Cuando éramos niños, a todos nos enseñaron en la escuela que la humanidad avanzaba siempre hacia adelante y que llegaría un día en el que viviríamos en un mundo pacífico y justo en el que la ciencia habría abierto cada vez más posibilidades para nuestra civilización. En el mundo del futuro, nos decían, habrá coches voladores, vacunas contra cada epidemia, pan para todos y felicidad a raudales. Crecimos confiando en la idea de que el paso de la historia iba mejorando nuestra existencia, de nómadas a sedentarios, de esclavos a siervos, de súbditos a ciudadanos. De ese modo, nos dejamos adormecer con la idea de que, hiciéramos lo que hiciéramos, la inercia nos llevaría hacia un mañana mejor. Ahora, en los inicios del prometido siglo XXI, las cosas no sólo siguen estando igual, sino que empeoran cada día a ojos vista. Si no me creéis, comprobadlo.

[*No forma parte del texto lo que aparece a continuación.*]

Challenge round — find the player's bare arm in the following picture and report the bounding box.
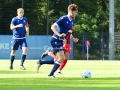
[25,26,29,37]
[70,34,79,43]
[10,24,23,30]
[51,23,66,37]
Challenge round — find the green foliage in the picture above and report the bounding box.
[0,0,110,35]
[74,0,109,33]
[1,0,120,34]
[115,0,120,32]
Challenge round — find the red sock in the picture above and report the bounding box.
[58,59,68,71]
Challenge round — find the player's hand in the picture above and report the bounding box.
[17,24,23,27]
[73,38,79,43]
[26,32,29,37]
[59,33,66,37]
[63,39,67,44]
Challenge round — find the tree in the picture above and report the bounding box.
[115,0,120,32]
[73,0,109,33]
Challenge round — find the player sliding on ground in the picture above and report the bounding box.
[41,24,79,75]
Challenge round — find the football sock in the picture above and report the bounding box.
[20,54,27,66]
[48,61,61,76]
[58,59,68,71]
[40,59,55,65]
[48,52,57,59]
[10,54,15,67]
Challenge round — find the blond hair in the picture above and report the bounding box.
[17,8,24,12]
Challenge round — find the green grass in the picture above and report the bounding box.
[0,60,120,90]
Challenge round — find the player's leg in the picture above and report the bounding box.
[48,52,57,59]
[20,47,27,70]
[57,44,71,74]
[36,50,57,73]
[10,39,18,70]
[37,50,57,73]
[36,58,55,73]
[41,49,50,58]
[37,50,58,73]
[10,50,16,69]
[57,59,68,74]
[48,50,65,78]
[20,39,28,70]
[41,49,57,59]
[57,52,69,74]
[84,49,87,60]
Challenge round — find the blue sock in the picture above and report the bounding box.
[20,54,26,66]
[48,61,61,76]
[10,55,15,67]
[40,59,54,65]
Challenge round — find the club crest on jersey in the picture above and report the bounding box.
[55,42,57,44]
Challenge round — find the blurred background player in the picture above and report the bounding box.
[41,24,79,75]
[36,4,78,78]
[84,38,90,60]
[10,8,29,70]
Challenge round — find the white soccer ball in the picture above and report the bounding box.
[81,69,92,78]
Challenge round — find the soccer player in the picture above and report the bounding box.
[9,8,29,70]
[41,24,79,75]
[84,38,90,60]
[36,4,78,78]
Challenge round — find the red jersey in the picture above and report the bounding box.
[65,24,75,44]
[86,40,90,46]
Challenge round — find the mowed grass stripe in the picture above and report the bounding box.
[0,60,120,90]
[0,78,120,90]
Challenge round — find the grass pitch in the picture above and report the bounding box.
[0,60,120,90]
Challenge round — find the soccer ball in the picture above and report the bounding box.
[81,69,92,78]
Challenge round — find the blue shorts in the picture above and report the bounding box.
[11,39,28,50]
[50,38,64,54]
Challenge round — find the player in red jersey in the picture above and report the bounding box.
[41,24,79,74]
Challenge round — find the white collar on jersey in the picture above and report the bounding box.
[67,15,72,21]
[17,16,23,20]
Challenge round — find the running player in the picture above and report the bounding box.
[37,4,78,78]
[10,8,29,70]
[41,24,79,75]
[36,4,78,78]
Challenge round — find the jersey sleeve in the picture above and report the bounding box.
[55,16,65,26]
[10,18,16,25]
[24,17,29,27]
[26,22,29,27]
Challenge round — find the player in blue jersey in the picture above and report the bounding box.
[36,4,78,78]
[9,8,29,70]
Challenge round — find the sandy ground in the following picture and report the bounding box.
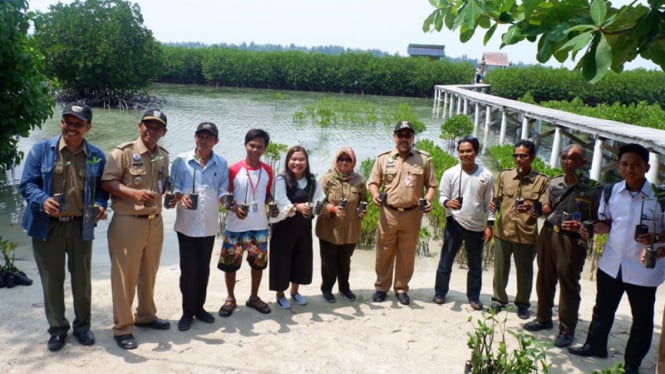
[1,212,664,373]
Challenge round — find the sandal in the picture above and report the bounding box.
[246,297,271,314]
[218,298,236,318]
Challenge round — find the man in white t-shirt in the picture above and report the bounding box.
[433,136,494,311]
[217,129,274,317]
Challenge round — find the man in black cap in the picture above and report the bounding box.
[20,102,109,351]
[367,121,437,305]
[169,122,229,331]
[101,109,170,349]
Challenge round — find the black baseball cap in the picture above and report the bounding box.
[62,103,92,122]
[141,109,167,126]
[196,122,219,138]
[394,120,415,133]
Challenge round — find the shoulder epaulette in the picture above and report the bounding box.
[377,150,391,157]
[415,149,430,157]
[116,141,133,150]
[158,145,169,155]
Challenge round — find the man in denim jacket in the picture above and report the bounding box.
[20,103,108,352]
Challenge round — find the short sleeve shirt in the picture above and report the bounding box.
[101,136,169,215]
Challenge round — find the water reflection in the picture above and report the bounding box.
[0,84,447,256]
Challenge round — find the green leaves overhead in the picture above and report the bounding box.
[423,0,665,82]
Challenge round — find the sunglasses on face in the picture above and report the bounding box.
[512,153,530,159]
[337,157,352,163]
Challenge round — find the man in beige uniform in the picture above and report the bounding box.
[490,140,549,320]
[101,109,170,350]
[368,121,437,305]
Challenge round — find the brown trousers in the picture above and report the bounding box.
[108,214,164,335]
[535,227,586,334]
[374,207,422,293]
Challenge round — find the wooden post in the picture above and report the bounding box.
[449,94,455,118]
[473,102,480,137]
[499,110,507,145]
[521,115,529,139]
[590,138,604,181]
[550,127,562,167]
[482,106,491,152]
[648,152,660,184]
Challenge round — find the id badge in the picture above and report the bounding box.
[251,201,258,213]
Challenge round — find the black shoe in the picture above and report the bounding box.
[114,334,138,350]
[554,332,574,348]
[340,290,356,301]
[73,329,95,345]
[396,292,410,305]
[489,302,504,313]
[432,295,445,305]
[568,343,608,358]
[523,319,553,332]
[623,363,640,374]
[194,310,215,323]
[13,269,33,286]
[322,291,336,303]
[517,306,530,320]
[135,317,170,330]
[47,334,67,352]
[469,299,483,311]
[178,315,193,331]
[372,291,387,302]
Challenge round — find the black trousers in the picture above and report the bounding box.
[319,239,356,293]
[177,232,215,316]
[585,268,657,368]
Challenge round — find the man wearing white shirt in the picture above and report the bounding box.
[569,144,665,374]
[171,122,229,331]
[433,136,494,311]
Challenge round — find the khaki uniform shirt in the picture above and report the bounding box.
[315,171,367,245]
[367,149,437,208]
[102,136,169,215]
[51,136,87,216]
[494,168,549,245]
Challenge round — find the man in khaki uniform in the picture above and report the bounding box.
[490,139,549,319]
[101,109,170,350]
[368,121,437,305]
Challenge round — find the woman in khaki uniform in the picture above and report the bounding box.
[315,147,368,303]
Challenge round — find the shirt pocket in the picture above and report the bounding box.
[128,166,147,188]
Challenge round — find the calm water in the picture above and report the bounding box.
[2,83,477,259]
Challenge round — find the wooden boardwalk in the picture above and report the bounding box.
[433,84,665,183]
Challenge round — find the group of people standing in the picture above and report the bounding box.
[435,136,665,374]
[18,103,665,373]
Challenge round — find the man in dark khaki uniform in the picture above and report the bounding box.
[524,144,601,348]
[368,121,437,305]
[101,109,170,350]
[490,140,549,319]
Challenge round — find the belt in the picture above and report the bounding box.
[51,216,81,222]
[545,221,579,237]
[387,205,418,212]
[134,213,160,220]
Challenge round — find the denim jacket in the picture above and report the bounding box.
[20,135,109,241]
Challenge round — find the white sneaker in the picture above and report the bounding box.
[276,296,291,309]
[291,293,307,305]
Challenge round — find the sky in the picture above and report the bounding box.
[28,0,657,69]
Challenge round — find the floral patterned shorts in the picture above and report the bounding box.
[218,229,269,271]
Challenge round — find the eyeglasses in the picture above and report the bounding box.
[337,157,353,163]
[512,153,530,159]
[395,133,413,139]
[62,119,87,129]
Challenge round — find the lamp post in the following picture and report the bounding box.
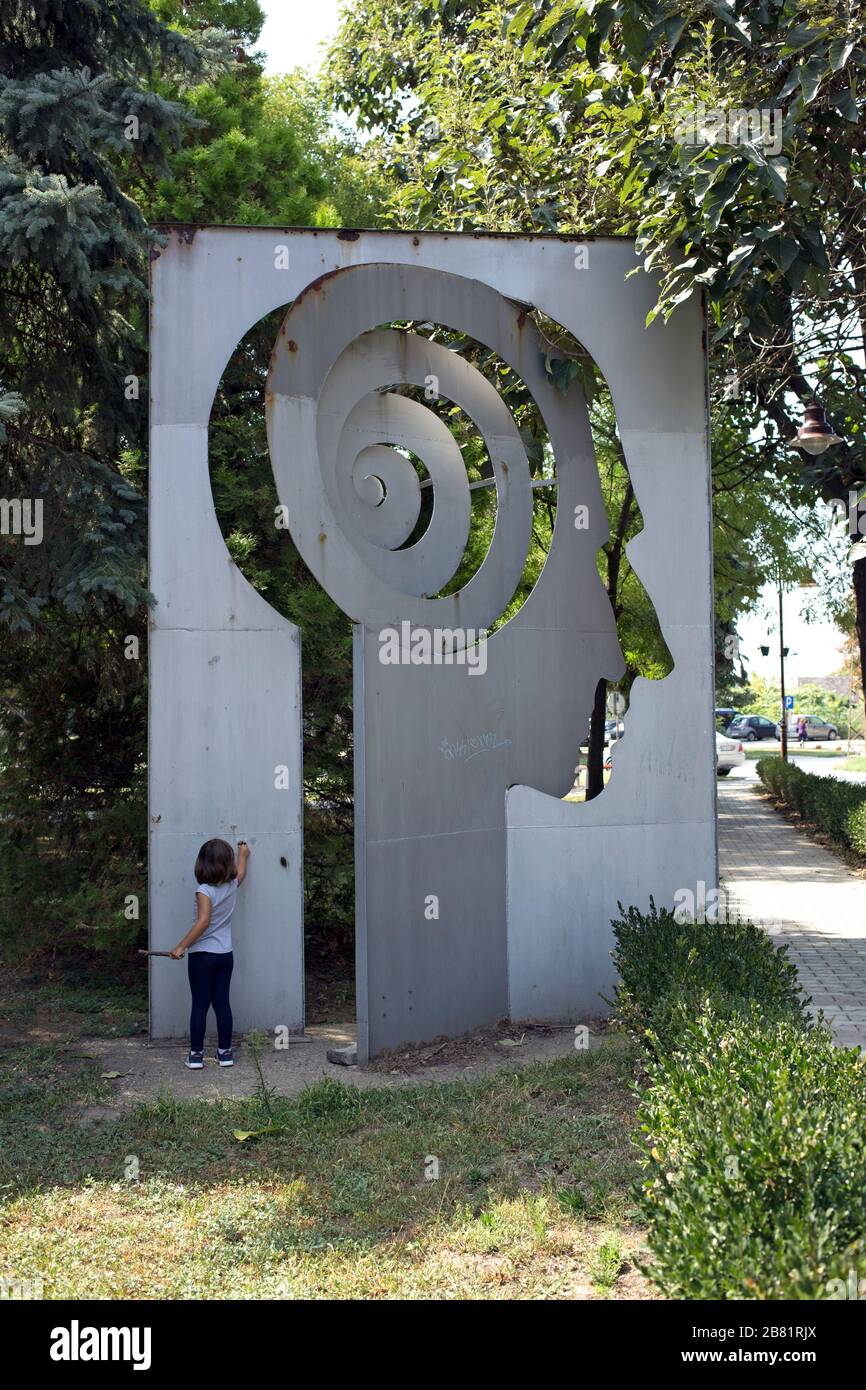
[759,587,791,762]
[778,587,788,763]
[785,399,844,758]
[788,399,843,456]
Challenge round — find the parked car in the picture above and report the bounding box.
[716,731,745,776]
[775,715,839,741]
[715,707,740,731]
[603,719,625,746]
[726,714,778,742]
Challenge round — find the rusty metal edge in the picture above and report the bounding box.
[151,224,637,243]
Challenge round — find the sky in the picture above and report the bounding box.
[259,0,344,74]
[738,587,845,687]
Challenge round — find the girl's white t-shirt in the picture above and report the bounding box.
[189,877,238,954]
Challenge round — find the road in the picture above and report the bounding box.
[724,748,866,785]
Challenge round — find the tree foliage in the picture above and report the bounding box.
[0,0,233,958]
[326,0,865,697]
[0,0,375,961]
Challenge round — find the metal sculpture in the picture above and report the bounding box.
[148,231,715,1057]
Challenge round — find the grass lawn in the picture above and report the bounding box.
[0,1011,649,1299]
[838,756,866,772]
[0,968,147,1040]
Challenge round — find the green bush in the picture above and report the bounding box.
[610,899,807,1048]
[0,789,145,962]
[611,898,865,1298]
[756,757,866,858]
[848,801,866,856]
[636,1008,866,1299]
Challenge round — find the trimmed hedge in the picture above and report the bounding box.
[614,899,866,1299]
[610,899,807,1050]
[636,1008,866,1299]
[756,756,866,856]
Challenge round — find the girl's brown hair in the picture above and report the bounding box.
[194,838,236,886]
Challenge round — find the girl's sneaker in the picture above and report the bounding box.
[185,1050,204,1070]
[216,1048,234,1068]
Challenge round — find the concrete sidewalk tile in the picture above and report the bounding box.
[719,781,866,1051]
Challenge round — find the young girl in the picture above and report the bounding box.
[170,838,250,1070]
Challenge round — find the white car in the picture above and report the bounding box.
[716,730,745,777]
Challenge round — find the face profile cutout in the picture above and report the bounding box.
[266,263,626,1054]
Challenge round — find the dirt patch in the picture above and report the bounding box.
[369,1016,613,1074]
[304,953,355,1025]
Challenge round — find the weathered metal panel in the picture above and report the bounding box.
[148,314,303,1040]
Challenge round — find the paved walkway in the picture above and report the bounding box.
[718,780,866,1049]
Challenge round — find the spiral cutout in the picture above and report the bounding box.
[266,263,599,632]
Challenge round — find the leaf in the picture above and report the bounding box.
[829,38,855,71]
[800,223,829,269]
[621,13,648,61]
[767,236,801,273]
[785,255,808,293]
[100,1070,129,1079]
[832,89,860,122]
[585,29,602,69]
[506,3,534,41]
[782,25,822,56]
[707,0,751,46]
[497,1037,527,1047]
[727,240,757,268]
[725,248,757,286]
[762,158,789,201]
[671,286,695,307]
[703,182,741,231]
[547,356,582,394]
[775,68,803,103]
[233,1124,285,1142]
[663,16,689,51]
[798,59,825,103]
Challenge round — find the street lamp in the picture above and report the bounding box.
[781,403,844,754]
[789,399,843,456]
[760,599,792,762]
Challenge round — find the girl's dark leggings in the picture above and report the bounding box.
[187,950,233,1052]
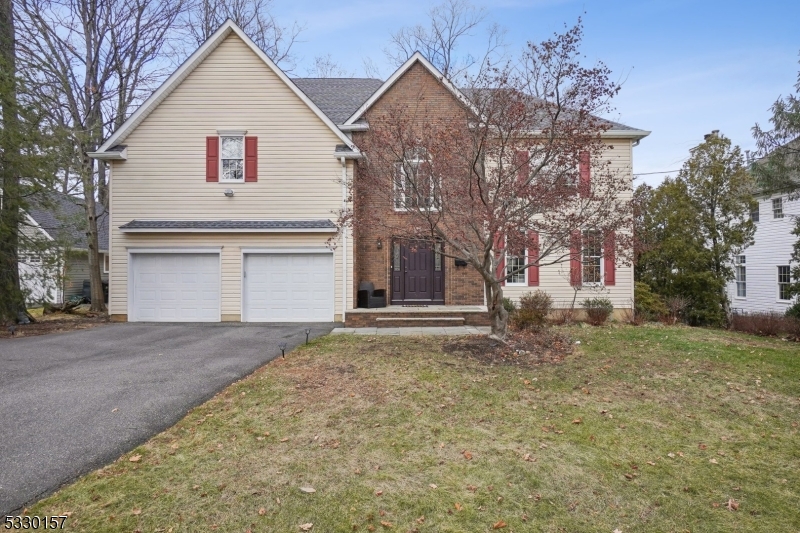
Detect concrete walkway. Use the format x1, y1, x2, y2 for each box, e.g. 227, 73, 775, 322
331, 326, 490, 336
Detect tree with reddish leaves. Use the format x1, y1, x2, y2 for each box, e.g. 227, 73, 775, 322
344, 21, 633, 339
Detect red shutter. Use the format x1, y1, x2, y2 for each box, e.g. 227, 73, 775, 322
528, 231, 539, 286
579, 151, 590, 197
515, 150, 529, 186
206, 137, 219, 182
570, 230, 582, 286
244, 136, 258, 182
604, 231, 616, 286
494, 233, 505, 286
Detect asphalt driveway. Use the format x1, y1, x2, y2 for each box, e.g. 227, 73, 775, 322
0, 322, 334, 514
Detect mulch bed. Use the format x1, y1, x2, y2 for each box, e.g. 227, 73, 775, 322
0, 315, 109, 339
443, 327, 573, 367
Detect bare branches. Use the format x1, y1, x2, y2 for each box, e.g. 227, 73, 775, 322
305, 54, 353, 78
384, 0, 504, 79
349, 20, 630, 337
180, 0, 302, 72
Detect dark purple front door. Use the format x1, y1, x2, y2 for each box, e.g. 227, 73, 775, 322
391, 241, 444, 304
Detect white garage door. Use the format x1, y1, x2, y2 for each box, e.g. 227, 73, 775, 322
243, 253, 334, 322
130, 253, 220, 322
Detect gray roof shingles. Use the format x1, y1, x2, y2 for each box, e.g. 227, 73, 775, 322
119, 220, 336, 230
26, 192, 109, 251
291, 78, 383, 124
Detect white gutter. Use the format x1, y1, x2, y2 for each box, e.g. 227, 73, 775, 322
338, 123, 369, 132
87, 148, 127, 160
340, 156, 348, 323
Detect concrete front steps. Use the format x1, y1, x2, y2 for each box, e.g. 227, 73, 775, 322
345, 305, 491, 328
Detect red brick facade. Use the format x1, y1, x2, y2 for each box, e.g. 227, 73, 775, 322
352, 62, 485, 306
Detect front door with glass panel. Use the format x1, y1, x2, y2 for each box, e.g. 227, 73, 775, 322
391, 240, 444, 304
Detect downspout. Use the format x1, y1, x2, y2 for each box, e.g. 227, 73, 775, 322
340, 156, 347, 323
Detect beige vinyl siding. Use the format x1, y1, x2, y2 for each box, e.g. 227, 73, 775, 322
109, 33, 354, 319
502, 140, 635, 310
64, 251, 109, 299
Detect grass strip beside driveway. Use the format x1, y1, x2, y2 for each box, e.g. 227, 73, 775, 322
29, 325, 800, 532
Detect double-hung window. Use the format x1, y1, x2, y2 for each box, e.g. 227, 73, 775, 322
778, 265, 791, 300
394, 151, 438, 210
750, 204, 759, 222
582, 229, 602, 284
220, 135, 244, 182
735, 255, 746, 297
772, 197, 784, 219
506, 252, 526, 284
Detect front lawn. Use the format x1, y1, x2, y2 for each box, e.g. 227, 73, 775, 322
29, 325, 799, 532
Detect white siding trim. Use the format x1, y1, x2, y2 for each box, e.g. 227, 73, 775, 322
120, 227, 337, 234
128, 247, 224, 253
240, 247, 332, 254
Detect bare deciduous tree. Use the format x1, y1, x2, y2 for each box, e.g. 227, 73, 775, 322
384, 0, 504, 79
182, 0, 301, 72
16, 0, 185, 312
305, 54, 353, 78
346, 22, 631, 339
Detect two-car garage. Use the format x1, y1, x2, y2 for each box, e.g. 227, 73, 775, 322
129, 250, 334, 322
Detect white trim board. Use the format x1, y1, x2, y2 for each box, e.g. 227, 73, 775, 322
120, 227, 337, 234
92, 19, 359, 158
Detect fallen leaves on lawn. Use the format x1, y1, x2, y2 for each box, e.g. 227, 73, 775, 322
492, 520, 507, 529
462, 450, 473, 460
375, 490, 383, 496
298, 523, 313, 531
572, 418, 582, 424
727, 498, 739, 511
131, 508, 141, 515
709, 458, 719, 464
299, 487, 316, 494
454, 502, 463, 511
380, 520, 393, 528
129, 454, 142, 462
429, 484, 438, 489
258, 508, 266, 516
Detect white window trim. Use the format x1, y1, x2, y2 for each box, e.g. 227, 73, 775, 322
505, 248, 527, 286
734, 255, 746, 299
772, 197, 784, 219
394, 155, 439, 212
777, 265, 792, 302
103, 253, 110, 274
581, 229, 604, 286
219, 135, 245, 183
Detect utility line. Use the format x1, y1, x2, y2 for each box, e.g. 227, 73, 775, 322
633, 169, 681, 176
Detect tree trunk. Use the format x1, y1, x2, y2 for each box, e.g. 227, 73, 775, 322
97, 160, 108, 208
486, 279, 508, 340
0, 0, 26, 323
81, 152, 106, 313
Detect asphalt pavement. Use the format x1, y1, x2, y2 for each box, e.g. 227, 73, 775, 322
0, 322, 333, 514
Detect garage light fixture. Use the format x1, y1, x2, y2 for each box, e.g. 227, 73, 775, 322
279, 342, 287, 358
305, 328, 311, 344
223, 188, 235, 197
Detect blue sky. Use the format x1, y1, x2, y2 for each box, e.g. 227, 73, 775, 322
274, 0, 799, 186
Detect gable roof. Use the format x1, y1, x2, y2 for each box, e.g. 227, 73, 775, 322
292, 78, 383, 124
345, 52, 648, 139
343, 52, 480, 125
26, 192, 109, 252
90, 20, 359, 159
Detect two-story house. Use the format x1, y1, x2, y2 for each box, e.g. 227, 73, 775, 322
89, 20, 648, 324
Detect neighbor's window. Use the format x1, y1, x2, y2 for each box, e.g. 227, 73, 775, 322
750, 204, 759, 222
506, 252, 526, 284
772, 197, 784, 219
735, 255, 746, 297
394, 151, 438, 210
778, 265, 791, 300
582, 229, 602, 284
220, 136, 244, 182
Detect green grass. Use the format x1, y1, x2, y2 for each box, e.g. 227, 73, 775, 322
29, 325, 800, 532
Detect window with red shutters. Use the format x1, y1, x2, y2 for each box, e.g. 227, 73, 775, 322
528, 231, 539, 286
579, 151, 590, 197
604, 231, 616, 285
244, 136, 258, 182
570, 230, 582, 286
206, 137, 219, 182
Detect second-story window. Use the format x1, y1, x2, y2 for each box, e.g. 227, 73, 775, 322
394, 151, 438, 210
750, 204, 759, 222
220, 136, 244, 182
772, 197, 784, 219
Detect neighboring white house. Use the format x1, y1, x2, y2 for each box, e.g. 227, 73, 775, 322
726, 193, 797, 313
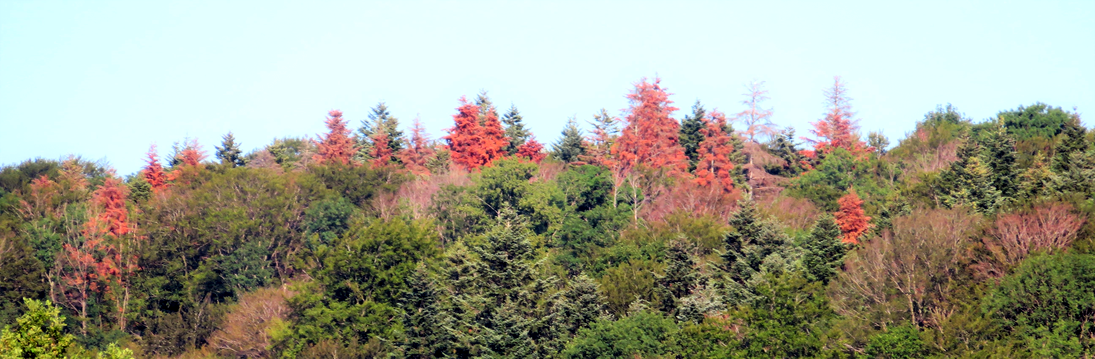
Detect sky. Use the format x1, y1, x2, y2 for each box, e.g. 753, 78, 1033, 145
1, 1, 1093, 175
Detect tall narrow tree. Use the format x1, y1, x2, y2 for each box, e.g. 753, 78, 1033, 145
735, 80, 777, 143
355, 102, 404, 163
141, 145, 168, 192
313, 110, 359, 166
443, 97, 508, 170
679, 101, 707, 169
693, 110, 738, 195
833, 190, 870, 244
502, 105, 531, 155
215, 132, 245, 167
807, 77, 869, 156
398, 117, 436, 175
582, 109, 619, 168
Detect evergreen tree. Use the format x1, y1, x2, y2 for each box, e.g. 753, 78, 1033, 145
798, 214, 847, 284
214, 132, 245, 167
355, 102, 404, 163
557, 275, 606, 337
400, 264, 454, 358
1052, 114, 1088, 173
766, 128, 808, 176
582, 109, 619, 167
679, 100, 706, 169
981, 121, 1019, 200
940, 135, 1003, 214
720, 198, 796, 305
655, 237, 700, 317
502, 104, 531, 156
313, 110, 358, 165
553, 117, 586, 163
612, 77, 689, 174
475, 90, 499, 124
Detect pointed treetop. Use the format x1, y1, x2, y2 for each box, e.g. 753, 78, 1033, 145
611, 77, 688, 174
834, 189, 870, 244
735, 80, 777, 143
503, 104, 531, 155
215, 132, 245, 167
314, 109, 359, 166
806, 77, 869, 156
552, 116, 586, 163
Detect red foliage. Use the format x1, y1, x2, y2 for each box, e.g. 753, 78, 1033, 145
398, 117, 435, 176
986, 202, 1084, 267
313, 110, 359, 165
443, 97, 508, 170
370, 131, 393, 169
142, 144, 168, 192
693, 110, 738, 195
611, 77, 688, 175
806, 77, 870, 156
834, 189, 871, 244
168, 138, 207, 184
90, 178, 131, 237
515, 136, 546, 163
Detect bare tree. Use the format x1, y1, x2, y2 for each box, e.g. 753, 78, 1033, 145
734, 80, 778, 143
984, 202, 1084, 269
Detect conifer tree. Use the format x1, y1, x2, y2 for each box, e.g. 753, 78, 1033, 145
369, 131, 393, 168
834, 190, 870, 244
398, 118, 435, 175
400, 264, 454, 358
981, 121, 1019, 200
582, 109, 619, 167
655, 237, 700, 317
612, 77, 689, 174
767, 129, 808, 176
720, 198, 795, 305
556, 275, 605, 337
443, 97, 508, 170
502, 104, 530, 156
516, 136, 546, 163
807, 76, 869, 156
475, 90, 499, 124
799, 214, 847, 284
1053, 113, 1089, 173
941, 135, 1003, 214
693, 110, 738, 195
355, 102, 404, 163
214, 132, 245, 167
313, 110, 358, 166
679, 100, 706, 169
141, 144, 168, 192
735, 80, 777, 143
552, 117, 586, 163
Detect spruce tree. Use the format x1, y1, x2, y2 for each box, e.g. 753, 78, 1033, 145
679, 100, 707, 169
655, 237, 700, 317
799, 214, 847, 284
400, 264, 455, 358
475, 90, 499, 125
1052, 114, 1089, 173
502, 104, 530, 156
720, 198, 796, 305
556, 275, 606, 337
552, 117, 586, 163
981, 121, 1019, 200
941, 135, 1002, 214
767, 128, 808, 176
214, 132, 245, 167
355, 102, 404, 163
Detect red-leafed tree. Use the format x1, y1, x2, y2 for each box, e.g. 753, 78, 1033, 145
612, 77, 688, 174
516, 136, 546, 163
806, 77, 870, 156
370, 131, 393, 169
834, 189, 871, 244
313, 109, 359, 165
443, 96, 509, 170
142, 144, 168, 192
169, 138, 207, 185
582, 109, 619, 169
693, 110, 738, 195
398, 117, 435, 175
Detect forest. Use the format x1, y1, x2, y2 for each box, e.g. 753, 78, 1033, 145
1, 76, 1093, 358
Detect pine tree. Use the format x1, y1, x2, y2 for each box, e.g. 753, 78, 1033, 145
655, 237, 700, 317
800, 215, 847, 284
398, 118, 435, 176
400, 264, 454, 358
552, 117, 586, 163
214, 132, 245, 167
475, 90, 499, 124
720, 198, 795, 305
834, 190, 870, 244
141, 144, 168, 192
313, 110, 359, 166
941, 135, 1003, 214
679, 100, 706, 169
369, 131, 393, 168
443, 97, 508, 170
502, 104, 530, 156
556, 275, 605, 337
1053, 113, 1089, 173
734, 80, 777, 143
612, 77, 689, 174
766, 129, 808, 176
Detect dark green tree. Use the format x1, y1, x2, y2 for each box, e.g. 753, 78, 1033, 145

Como está muy visto hablar del hambre en el mundo, de la tiranía como gobierno en Asia y África, de la manipulación informativa o del desequilibrio entre ricos y pobres, vayamos a ejemplos más cercanos. El derecho de huelga y la jornada laboral de 40 horas son dos logros sociales conseguidos hace menos de un siglo, durante la revolución rusa de 1917. Desde que la mayoría tenemos memoria, el estado de bienestar prometía ir mejorando progresivamente nuestras vidas, persiguiendo la intolerancia y el odio, ampliando las libertades civiles, reconociendo los derechos de las minorías, mejorando la situación del trabajador y evitando que sufriéramos la miseria, la guerra o la injusticia. Todo eso se hace pedazos cada día por culpa de la avaricia financiera y política. En el estado español, la patronal exige al partido que gane las próximas elecciones que limite el derecho a huelga y privatice el derecho a la salud. En Portugal, la coalición conservadora negocia ampliar la jornada laboral de 40 a 48 horas semanales, es decir, casi dos horas más al día más que tu padre y que tu abuelo. Todo ello justificado por las pérdidas de la banca y el derroche de los gobiernos, fundidos ambos en un poder represivo y opaco, gobernado por la tiranía de los mercados, es decir, de ellos mismos y sus múltiples intereses.

De un plumazo, retrocedemos a 1916, como si la lucha obrera nunca hubiese existido y ninguno de nuestros derechos fuese realmente nuestro, sino una mera concesión temporal de la que pueden desahuciarnos sin previo aviso. Seamos rebeldes y frenemos esta marcha atrás hacia el feudalismo o, al menos, reclamemos un pasado menos oscuro que el que se nos viene encima. Si no hay derecho a un mañana mejor, sólo nos espera la barbarie.